Explainable Regression Model Analysis

Explainable Regression Model Analysis

Regression analysis is well grounded method to determine the impact of the variables on to the model. The process of performing regression allows us to find out the factors which matters the most and their influence on dependent and independent variables.  Also, it helps us to ignore factors which are not important to us.

There is one very important thing to keep in mind that regression establishes existence of an association relationship between two variables and not a causal relationship. For example, sale of ice cream increases during summer as well as robbery incidents to. So, can we build a regression model for this, no we cannot. Dependent variable does not imply that the changes in the values of that variable are dependent on the changes in the values of the independent variable. We can only establish that the change in value of dependent variable is associated with the change in value of independent variables.

Let us see the Simple Linear Regression first.

Functional form of SLR is –  Yi = β0 + β1 Xi + E

Where,

Yi is the value of ith observation of the dependent variable in the sample

Xi is the value of ith observation of the independent variable in the sample

E is the random error (also known as residuals)

Β0 and β1 are the regression parameters (or regression coefficients)

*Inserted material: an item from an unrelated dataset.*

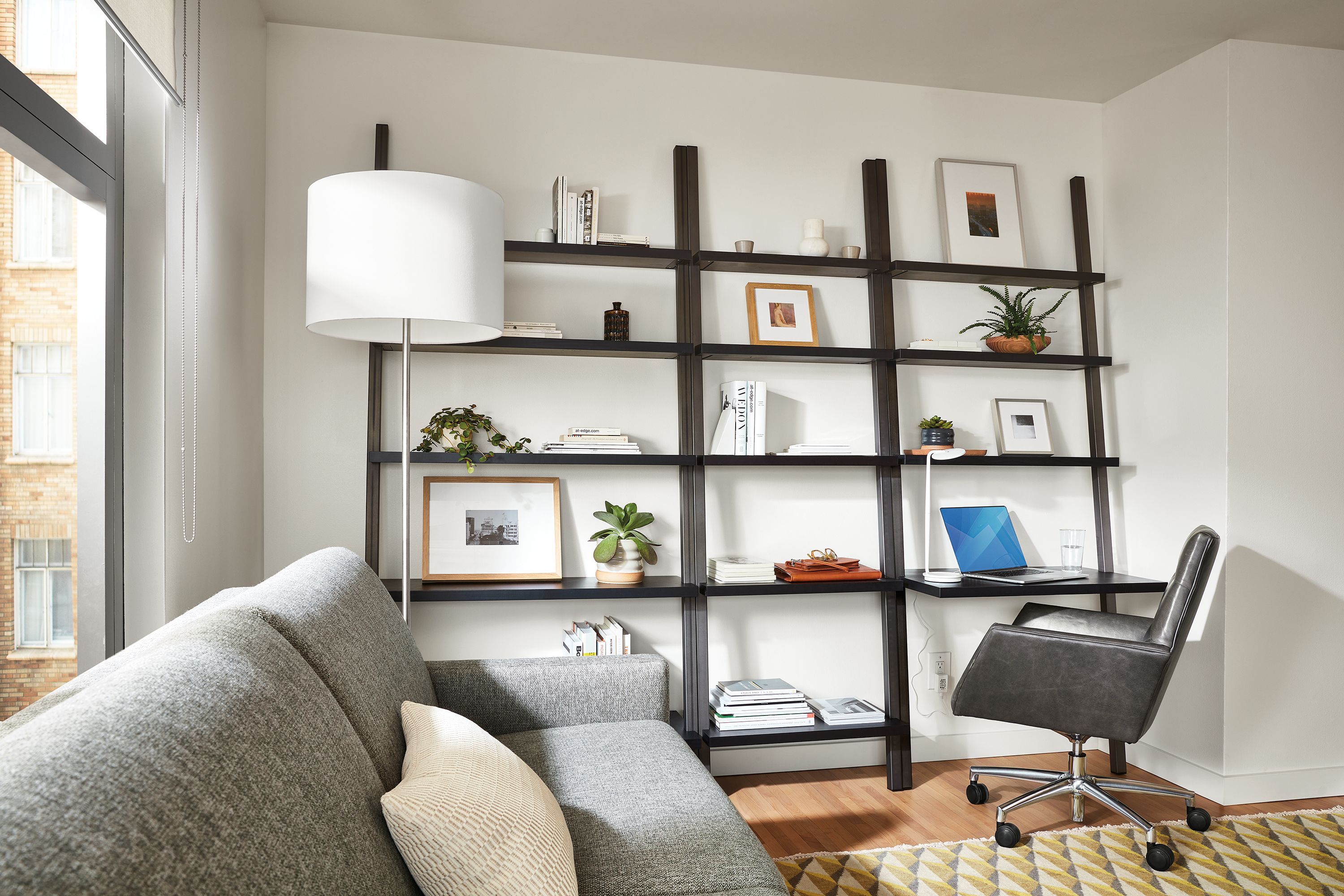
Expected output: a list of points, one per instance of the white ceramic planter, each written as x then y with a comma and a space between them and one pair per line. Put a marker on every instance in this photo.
625, 566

Linear regression means that the relationship between Y and the coefficients (β) is linear.

One of the most important things in a regression model is to carefully examine the Beta coefficients of the equation. With the help of them you can just not explain your model well but also it helps you to build the correct and acceptable model. Let us see an example, here is a dataset which I have used have 3 features- height, size of left foot and size of right foot. Height is our dependent variable which we are trying to predict while others are independent variables.

Below is summary output of the model I built with just one variable – size of right foot. 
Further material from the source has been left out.